We're talking about two different things here. You want to distribute
your PDB reader with IMP. I don't want to include the code in IMP SVN.
The two issues are orthogonal;
They eventually yes. At the moment they are not as people just get IMP from svn and build in SVN. If we can put a link in SVN to another repository, that would be very cool (and I wouldn't put it beyond SVN) or I guess scons could just fetch files from another repository at build time. Again, I don't see that which way it is done is very important as long as it does not require people to take extra steps (over svn update and scons in the IMP or new_imp tree) to keep it up to date.


How are you "getting bonds" out of a PDB file? PDB files don't provide
that information.
It doesn't make sense to talk about a molecule without it bonds, so a molecule loader better handle it on one level or another. BALL handles standard bonds as a cleanup pass after reading which is a good solution too, but makes it a bit funny for connect records as these bonds are created on reading while other, more standard bonds need to wait for the cleanup.

If someone wants to put tables into IMP that build the bonds from atom names, that would be better than in the reader. Just requires more work right now. .

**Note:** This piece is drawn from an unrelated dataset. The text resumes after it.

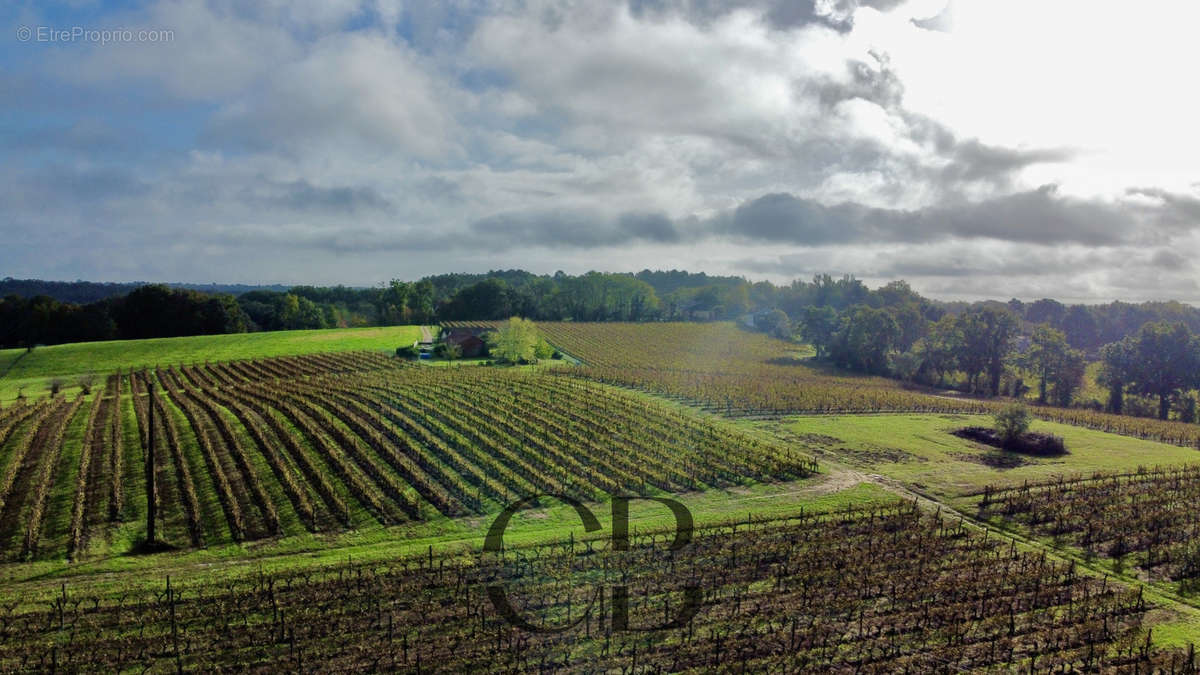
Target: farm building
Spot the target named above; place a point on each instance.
(468, 340)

 For example, Modeller reads a set of residue
types from its parameter files at runtime, and after that maps every
residue type in the PDB file from the string to an integer residue type.
Unknown residue types result in a warning, and the generation of a new
integer residue type at runtime. You could of course use Residue objects
rather than integer types.
Sure. New types are pretty trivial to add on top of any system of predefining the common atom types (just have a function which takes a string and associates it to the next free int in the internal maps). But we might as well give the standard ones standard integer codes and nice C++ names (the enum) which reduces the chance of typos. Where this data happens to reside isn't all that important at the moment.